What we’re seeing isn’t entirely what we anticipated when we announced our Cray Accel AI fast start solutions last November.
At that point, we knew we had customers whose AI plans ranged from “just starting out” with machine learning (ML) and deep learning (DL) to those running production-level AI applications with concerns about future growth. Our customers were telling us that they needed choices from small to large.
In response, we launched our Cray Accel AI offerings. These are configurations of our Cray® CS-Storm™ supercomputer coupled with software specifically meant for AI, ML and DL. They’re packed with AI-enabling features — eight NVIDIA® Tesla® V100 GPU accelerators powered by NVIDIA® Volta™ GPU architecture and a deep learning environment from Bright Computing that includes TensorFlow™, MXNet, Caffe2, Chainer, Microsoft Cognitive Toolkit and more.
What makes these solutions so well suited to AI/DL today is that they’re architected so you can add to them incrementally. You can start small with a pilot system for model development and testing and build on it all the way through to a complete production solution for data preparation, model development, training, validation and inference.
But here’s what we learned…
Companies know they need to implement AI in their business process but they don’t yet know to what extent. They’re being told AI will change the way they do 30 to 50 percent of their work in the coming years (maybe two, maybe five, maybe ten years). That lack of true clarity on what AI will mean for them makes the AI question difficult to approach.
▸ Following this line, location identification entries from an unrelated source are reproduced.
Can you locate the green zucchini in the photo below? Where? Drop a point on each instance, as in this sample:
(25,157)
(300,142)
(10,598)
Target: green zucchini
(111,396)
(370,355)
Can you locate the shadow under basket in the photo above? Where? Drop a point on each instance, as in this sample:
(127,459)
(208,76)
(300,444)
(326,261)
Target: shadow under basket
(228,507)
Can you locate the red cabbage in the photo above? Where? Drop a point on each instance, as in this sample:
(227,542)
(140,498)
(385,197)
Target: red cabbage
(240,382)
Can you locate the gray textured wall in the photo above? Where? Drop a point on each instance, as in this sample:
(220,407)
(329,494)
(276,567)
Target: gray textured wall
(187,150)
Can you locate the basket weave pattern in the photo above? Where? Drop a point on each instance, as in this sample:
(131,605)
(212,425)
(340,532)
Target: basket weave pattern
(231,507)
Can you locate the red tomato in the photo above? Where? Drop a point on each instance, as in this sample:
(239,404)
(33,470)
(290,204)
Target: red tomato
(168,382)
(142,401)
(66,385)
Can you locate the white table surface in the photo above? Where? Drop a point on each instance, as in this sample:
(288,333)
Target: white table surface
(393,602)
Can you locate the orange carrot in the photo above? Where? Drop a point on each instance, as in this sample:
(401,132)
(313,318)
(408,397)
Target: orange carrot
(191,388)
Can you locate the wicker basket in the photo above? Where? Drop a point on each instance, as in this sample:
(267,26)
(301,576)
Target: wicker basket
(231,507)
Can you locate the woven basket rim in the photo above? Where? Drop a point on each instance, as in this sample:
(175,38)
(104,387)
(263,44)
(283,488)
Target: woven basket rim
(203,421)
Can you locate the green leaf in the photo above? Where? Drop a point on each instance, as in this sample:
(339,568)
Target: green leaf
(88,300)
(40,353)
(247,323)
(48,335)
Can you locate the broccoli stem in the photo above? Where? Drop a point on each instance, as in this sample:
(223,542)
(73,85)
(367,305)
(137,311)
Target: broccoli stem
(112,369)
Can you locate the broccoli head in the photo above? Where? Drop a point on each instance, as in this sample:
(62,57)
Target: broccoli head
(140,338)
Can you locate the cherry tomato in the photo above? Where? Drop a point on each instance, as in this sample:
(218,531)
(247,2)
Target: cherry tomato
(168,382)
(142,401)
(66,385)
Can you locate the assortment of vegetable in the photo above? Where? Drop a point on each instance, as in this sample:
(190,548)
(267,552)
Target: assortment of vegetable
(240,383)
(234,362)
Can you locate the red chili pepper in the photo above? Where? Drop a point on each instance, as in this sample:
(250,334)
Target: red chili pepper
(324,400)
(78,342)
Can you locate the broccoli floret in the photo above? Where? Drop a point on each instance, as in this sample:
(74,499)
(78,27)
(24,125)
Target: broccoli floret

How much do I invest? When? What will it look like?
While some users are well on their way with AI and are setting up production-level equipment, they’re not as prevalent as the popular press would have you believe. The majority wants and needs to start small.
It turns out our definition of small wasn’t small enough.
Part of the challenge with AI — deep learning in particular — is matching the system to the models being used for a particular use case. On the surface, a system that features eight GPUs is a processing beast able to handle any use case thrown at it. In reality, developing a deep learning model is a bit of an art with the artist — the data scientist — mixing and matching data to models in an effort to achieve accurate results in a timely fashion. And sometimes, the balance between I/O and compute power isn’t quite right (i.e., too little I/O for so much compute).
So what did we do?
We added a new 4-GPU version of the CS-Storm 500NX system. With support for two CPUs and four GPUs, this system is well suited for applications ranging from deep learning neural network training and inference to HPC applications like reservoir simulation and cryo-electron microscopy. Adding a smaller form factor gives companies the flexibility to choose the exact node configuration they need.
Adding a smaller configuration option isn’t groundbreaking. We know that. Some deep learning use cases require a sledge hammer (a cluster using high-density GPU nodes with eight or ten GPUs per node) while others require a club hammer (a cluster using low-density GPU nodes with four GPUs per node). The key here is matching tools with tasks.
So if you’re going to do DL — and you will — understand this: You need a system that grows as your use grows, and a system that matches the unique characteristics of your application design.